In short, this is a book of stories from conducting Bible studies with outsiders of our world — poor villagers in Central America, migrants detained for deportation, drug addicts, white American criminals — and how the author, Bob Ekblad, handles those studies. In addition to recounting details from the studies themselves, he shares some quite real, quite poignant stories from the lives of his participants, stories that are brutal and frustrating and heartbreaking.
When our small group began reading this book, it was b/c it had been referenced in our church, but the first few chapters in we weren't sure what to make of it. My thought is that enough people — maybe Ekblad's students or participants in his Bible studies or ministry — told him that he should write a book about how he conducts his studies, that he finally went ahead and wrote about it. And I'm glad he did.

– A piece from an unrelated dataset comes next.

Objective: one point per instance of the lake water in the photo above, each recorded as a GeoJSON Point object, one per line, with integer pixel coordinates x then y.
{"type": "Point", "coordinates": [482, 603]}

More conservative readers might be concerned about the liberation lens through which he conducts most of the referenced Bible studies. But it seems clear to me that to Ekblad, for people who have been saved through faith not through works, the Gospel message should primarily be a message of liberation and deliverance. And sadly much of the teaching of this world and even its churches is not that. They teach instead that you get what you deserve and that if you were actually "worthy" then you would already be blessed, and comfortable, and rich. Your place of addiction, pain, discomfort and patterns of crime and/or abuse are confirmation that a life of freedom and light is not for you. Ekblad dispels those beliefs in the way he reads and interprets scripture with his fellow Bible study participants.
With this book being mainly glimpses into Ekblad's Bible study sessions, I can say this book would be *good* for many, perhaps most, American Christians to read but they could get the idea so to speak through reading only a couple chapters or so. This book is more relevant I think for people who do ministry than lay-people as a whole. But if anyone has read this and disagrees I'd be open to hearing why!